TFR2-related haemochromatosis in the Netherlands: a cause of arthralgia in young adulthood

Abstract

Background: Type 3 hereditary haemochromatosis (HH) is a rare iron overload disorder caused by variants in the transferrin 2 receptor (TFR2) gene. We aim to present characteristics of patients diagnosed with TFR2-HH in the Netherlands, in order to increase knowledge and awareness of this disease.

Methods: We collected clinical, biochemical and genetic data from four patients from three families diagnosed with HH type 3 in the Netherlands between 2009 and 2016.

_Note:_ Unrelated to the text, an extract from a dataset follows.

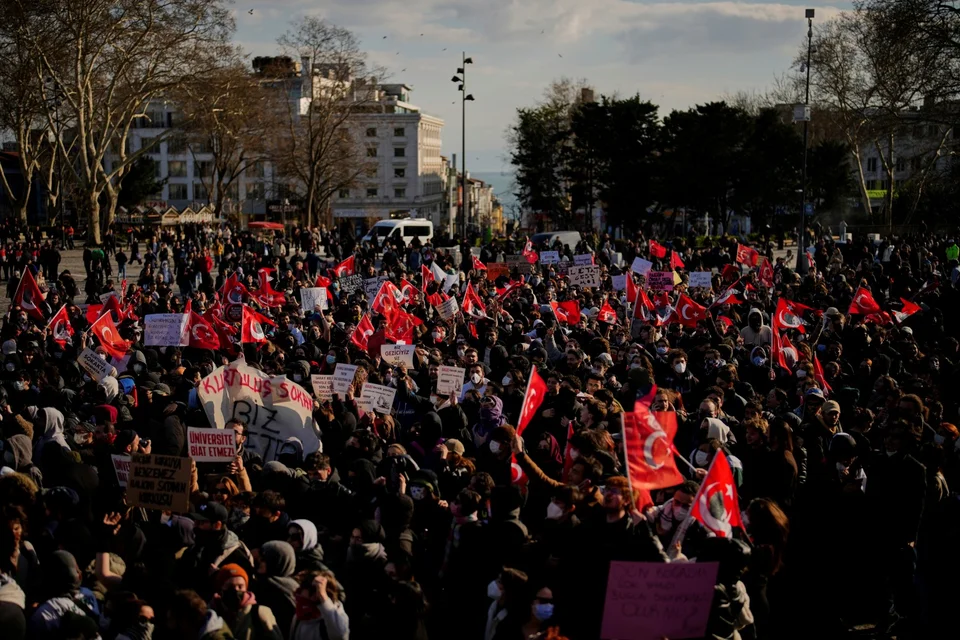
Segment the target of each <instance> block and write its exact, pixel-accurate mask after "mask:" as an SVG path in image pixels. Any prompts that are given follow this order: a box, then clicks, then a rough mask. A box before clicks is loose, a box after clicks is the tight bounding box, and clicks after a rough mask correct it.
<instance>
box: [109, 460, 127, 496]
mask: <svg viewBox="0 0 960 640" xmlns="http://www.w3.org/2000/svg"><path fill="white" fill-rule="evenodd" d="M110 460H112V461H113V472H114V473H115V474H117V484H119V485H120V486H121V487H123V488H124V489H126V488H127V478H129V477H130V456H121V455H118V454H116V453H114V454H111V455H110Z"/></svg>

Results: Three women and one man diagnosed with HH type 3 presented with arthralgia and elevated ferritin levels and transferrin saturation (TSAT) at ages 25-41 years. The hepcidin/ferritin ratio as measured in three patients was low. Liver iron content in two patients as assessed by MRI or liver biopsy was highly increased (250 and 362.7 μmol iron/g dry weight, respectively, reference < 35 μmol/g). DNA analysis revealed four different TFR2 pathogenic variants: one nonsense, one splicing and two missense variants, of which three are novel. Phlebotomy decreased the serum iron parameters but did not relieve the arthralgia.

Conclusion: In patients with a combination of elevated TSAT and ferritin in the absence of anaemia, and after exclusion of HFE-related HH, rare forms of HH should be considered. In these cases, presentation with arthralgia in young adulthood, low hepcidin/ferritin ratio and/or liver iron content > 100 μmol/g form an indication for analysis of the TFR2 gene. Although type 3 HH is extremely rare, awareness of the disease among physicians is important in order to achieve an early diagnosis and prevent complications, such as liver damage.